Podia dizer safadezas das mais horripilantes. Se esfregar, beijar de língua e roçar. E podia gostar daquilo. Cercada de noite, logo se aprontava: baby doll e lençol, batom em tom vermelho marrom, perfume: o de costume. Tudo obtido às custas da aposentadoria do finado.

Os corpos visitados não respeitavam gêneros, cores, nem números.

Era uma lambança...

E sonhos dessa qualidade não devem ser atributos da noite apenas. Então, um exercício de yoga para melhor idade: acordar, mas não abrir os olhos, respirar fundo e visualizar todo o trânsito lunar (pornográfico).

E dava certo, não esquecia um “movimento” sequer...

Tão certo que o dia exalava feromônio e até os postes agitavam suas luminárias quando passeava distraída em “pensamentos” pelas ruas.

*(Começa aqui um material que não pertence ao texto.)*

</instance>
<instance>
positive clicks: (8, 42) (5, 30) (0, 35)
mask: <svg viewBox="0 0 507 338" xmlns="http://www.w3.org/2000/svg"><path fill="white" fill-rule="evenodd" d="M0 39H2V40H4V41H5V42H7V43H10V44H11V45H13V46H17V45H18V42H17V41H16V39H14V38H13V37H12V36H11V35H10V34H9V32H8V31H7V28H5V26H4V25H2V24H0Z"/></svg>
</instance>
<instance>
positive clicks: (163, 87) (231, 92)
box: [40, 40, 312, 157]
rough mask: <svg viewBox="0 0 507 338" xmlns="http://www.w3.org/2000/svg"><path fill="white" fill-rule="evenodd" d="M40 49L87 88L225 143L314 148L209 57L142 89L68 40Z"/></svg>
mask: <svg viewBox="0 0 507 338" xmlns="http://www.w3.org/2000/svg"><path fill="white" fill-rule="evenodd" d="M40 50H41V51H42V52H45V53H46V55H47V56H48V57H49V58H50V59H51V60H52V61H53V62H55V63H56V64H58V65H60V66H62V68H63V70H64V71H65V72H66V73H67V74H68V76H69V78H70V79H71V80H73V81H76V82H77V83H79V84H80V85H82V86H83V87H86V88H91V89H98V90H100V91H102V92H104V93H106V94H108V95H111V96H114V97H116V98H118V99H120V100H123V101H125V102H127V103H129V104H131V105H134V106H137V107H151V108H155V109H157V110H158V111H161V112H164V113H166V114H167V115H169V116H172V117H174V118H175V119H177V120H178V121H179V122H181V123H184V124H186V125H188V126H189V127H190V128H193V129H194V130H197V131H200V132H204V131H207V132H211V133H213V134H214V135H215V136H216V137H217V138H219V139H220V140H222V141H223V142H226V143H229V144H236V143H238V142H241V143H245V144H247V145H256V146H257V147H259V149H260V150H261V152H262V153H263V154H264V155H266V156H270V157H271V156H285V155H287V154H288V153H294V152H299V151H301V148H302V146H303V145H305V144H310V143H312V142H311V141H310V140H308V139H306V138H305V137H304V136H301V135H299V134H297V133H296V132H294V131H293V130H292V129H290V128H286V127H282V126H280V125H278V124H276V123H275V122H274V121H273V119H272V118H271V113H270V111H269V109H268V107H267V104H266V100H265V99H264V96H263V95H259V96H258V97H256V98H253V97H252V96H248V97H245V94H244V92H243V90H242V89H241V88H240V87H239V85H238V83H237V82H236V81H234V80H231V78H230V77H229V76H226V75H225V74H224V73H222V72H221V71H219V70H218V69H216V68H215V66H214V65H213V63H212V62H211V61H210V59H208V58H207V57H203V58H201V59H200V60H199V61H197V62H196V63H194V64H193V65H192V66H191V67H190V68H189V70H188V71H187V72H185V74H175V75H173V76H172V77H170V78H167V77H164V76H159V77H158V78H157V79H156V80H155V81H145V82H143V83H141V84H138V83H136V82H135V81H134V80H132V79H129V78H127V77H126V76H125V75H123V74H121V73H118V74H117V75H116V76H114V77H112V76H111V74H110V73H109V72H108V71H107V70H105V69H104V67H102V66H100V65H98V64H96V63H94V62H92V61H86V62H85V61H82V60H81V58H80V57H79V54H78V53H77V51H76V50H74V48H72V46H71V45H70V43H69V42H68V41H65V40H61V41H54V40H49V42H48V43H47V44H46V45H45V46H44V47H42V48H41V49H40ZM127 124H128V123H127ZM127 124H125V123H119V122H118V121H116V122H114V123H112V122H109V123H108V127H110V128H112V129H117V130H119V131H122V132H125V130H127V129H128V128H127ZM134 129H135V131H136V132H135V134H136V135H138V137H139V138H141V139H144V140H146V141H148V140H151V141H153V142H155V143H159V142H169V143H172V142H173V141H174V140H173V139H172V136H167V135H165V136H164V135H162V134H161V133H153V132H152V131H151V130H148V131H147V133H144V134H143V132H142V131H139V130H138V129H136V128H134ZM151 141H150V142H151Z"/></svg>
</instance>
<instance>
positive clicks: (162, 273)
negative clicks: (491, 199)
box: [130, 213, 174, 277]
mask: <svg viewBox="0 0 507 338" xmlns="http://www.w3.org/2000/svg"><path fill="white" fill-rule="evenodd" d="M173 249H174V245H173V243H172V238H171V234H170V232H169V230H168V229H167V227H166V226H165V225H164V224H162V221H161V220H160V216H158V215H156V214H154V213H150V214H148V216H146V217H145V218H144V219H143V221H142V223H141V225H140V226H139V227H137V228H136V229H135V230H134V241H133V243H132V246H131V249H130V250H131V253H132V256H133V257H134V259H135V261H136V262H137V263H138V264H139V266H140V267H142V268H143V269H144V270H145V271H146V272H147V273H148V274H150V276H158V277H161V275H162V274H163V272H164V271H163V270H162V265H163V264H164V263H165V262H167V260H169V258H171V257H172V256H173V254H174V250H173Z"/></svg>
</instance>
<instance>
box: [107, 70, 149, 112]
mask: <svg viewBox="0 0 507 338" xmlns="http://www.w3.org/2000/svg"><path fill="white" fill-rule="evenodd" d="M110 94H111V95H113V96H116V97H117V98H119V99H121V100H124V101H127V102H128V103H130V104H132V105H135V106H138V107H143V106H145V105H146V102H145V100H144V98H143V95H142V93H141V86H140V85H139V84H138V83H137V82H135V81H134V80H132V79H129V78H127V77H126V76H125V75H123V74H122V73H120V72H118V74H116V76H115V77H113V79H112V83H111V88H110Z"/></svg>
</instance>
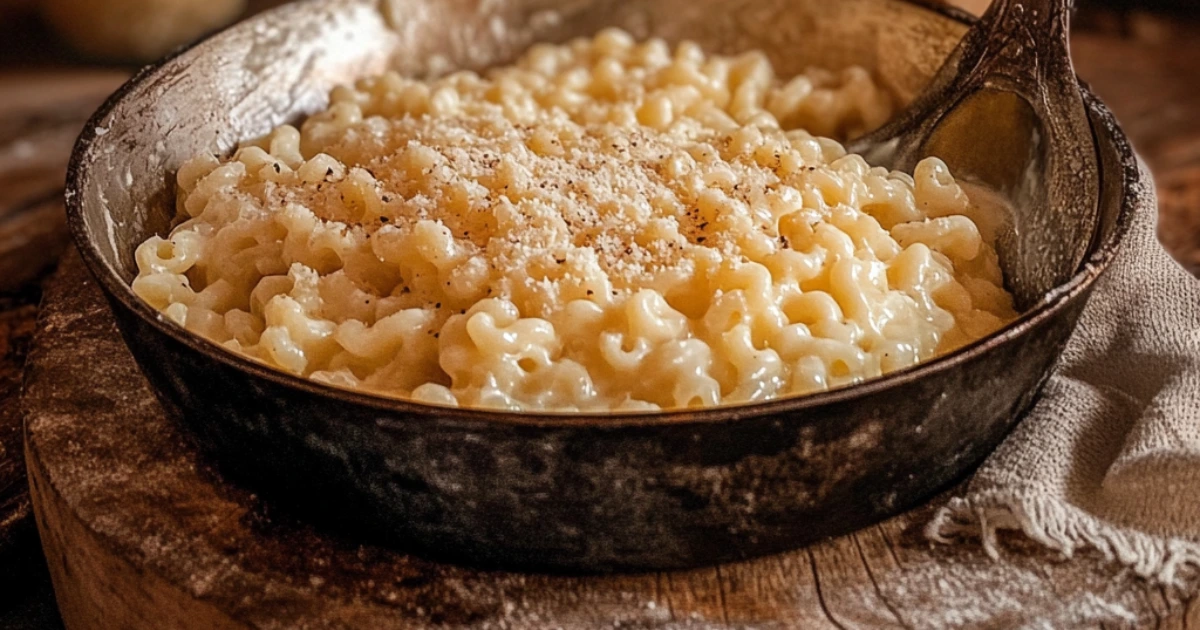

E passaram-se dois, oito, treze anos de solidão picante.

Morreu assim, D. Bendita. Morreu dormindo e sonhando, ejaculada da vida, sem entender porque, somente em sonhos, o sexo nunca foi sinônimo de pancadas.

2 comentários:

  1. Molhada e aquecida - se esfregando em meu rosto...

    Na sua pele senti-me nascido e recriado. Pois se evito dizer carne é porque as partes expostas eram as menores consideráveis. Eram, ainda assim, as que eu com mais calor beijava; lambia, chupava e nelas cuspia. Se eu já sem pudor te tragava, eu fazia - como também as palavras - do pudor a parte que nada dizia. Mas a língua que fala é a mesma que penetra e tudo quanto você expelia me adentrava pela boca e pela uretra. E pelos poros e os orifícios todos, pois só daquilo que era fluído o significado me era acessível. Pois é da ciência santa daquilo que você ensina mostrar as falhas e as fraquezas de uma tal fisiologia, já que entre as suas pernas qualquer cheiro ou gosto tem a clamatória de uma profecia. E se eu comi do teu corpo, foi menos por religião que por promiscuidade, pois - em verdade - bebi do teu sangue com mais prazer do que aquele que se embriaga em vinho.

    E quando a fonte secou, eu te abrassei. Apenas porque me senti sozinho.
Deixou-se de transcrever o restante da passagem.